Géopolitique de la cybercriminalité

Les prédateurs, vigilants et rapides, ont trouvé dans le cyberespace un terrain propice. Sur le marché noir du cybercrime on peut acheter le dernier virus (Filiol), s’informer sur les dernières vulnérabilités découvertes, louer des botnets (milliers d’ordinateurs parasités) et acheter en masse des numéros de carte de crédit, des informations personnelles, des données sur les comptes bancaires. Les cibles privilégiées sont les distributeurs de billets et les comptes en ligne. Des pirates plus ou moins déguisés en militants lancent des attaques massives [11].

Pour les administrations et les entreprises la sécurisation du système d’information est une dimension de la stratégie : il leur faut un protocole d’identification et d’authentification robuste et protéger l’accès aux infrastructures et données critiques. Cette exigence n’est pas universellement respectée car l’insouciance est répandue.
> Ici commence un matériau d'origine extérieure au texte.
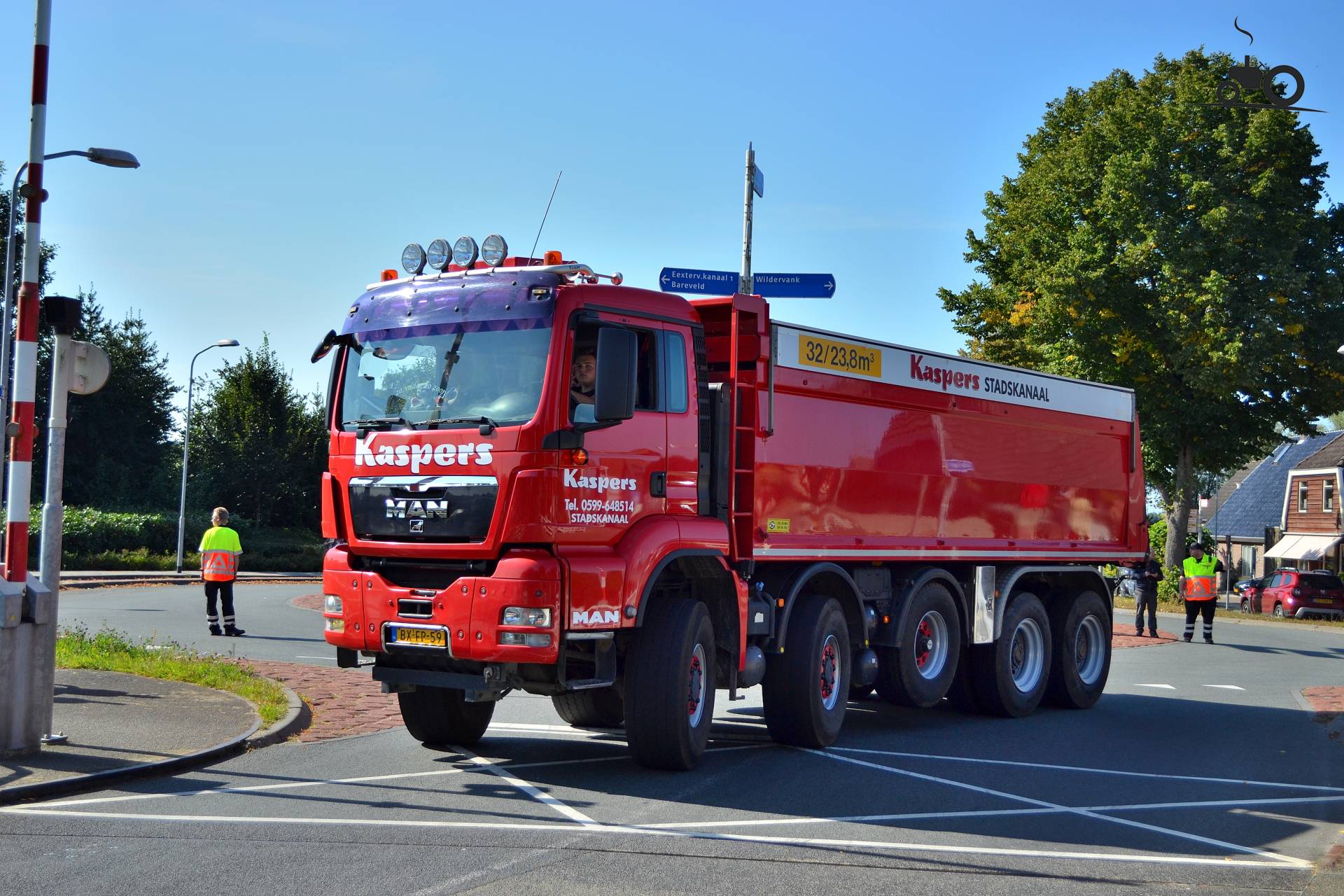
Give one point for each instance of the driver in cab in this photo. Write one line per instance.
(582, 386)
La discipline de style militaire qu’implique la sécurité répugne à de nombreuses personnes : certaines préfèrent que le cyberespace reste un Far West parce qu’elles croient que cela favorise l’innovation, ou parce qu’elles font confiance au jeu d’un marché affranchi de toute régulation.

Il en résulte des risques élevés car des failles existent dans les protocoles de routage, dénombrement et nommage de l’Internet, et qu’ils sont si complexes qu’il faudra des années de recherche et de développement pour les corriger. La généralisation inévitable du recours au cloud computing accroîtra encore les risques (Wolfhugel et Bloch).

La frontière entre les attaques par « denial of service [12] », qui s’appuient sur des botnets [13] pour saturer un serveur, l’espionnage économique, le cybercrime et des actes de guerre est ténue : les cybercriminels les plus compétents disposent de moyens comparables à ceux des services de renseignement et ils sont souvent en contact avec leur gouvernement qui, à l’occasion, les emploiera comme mercenaires.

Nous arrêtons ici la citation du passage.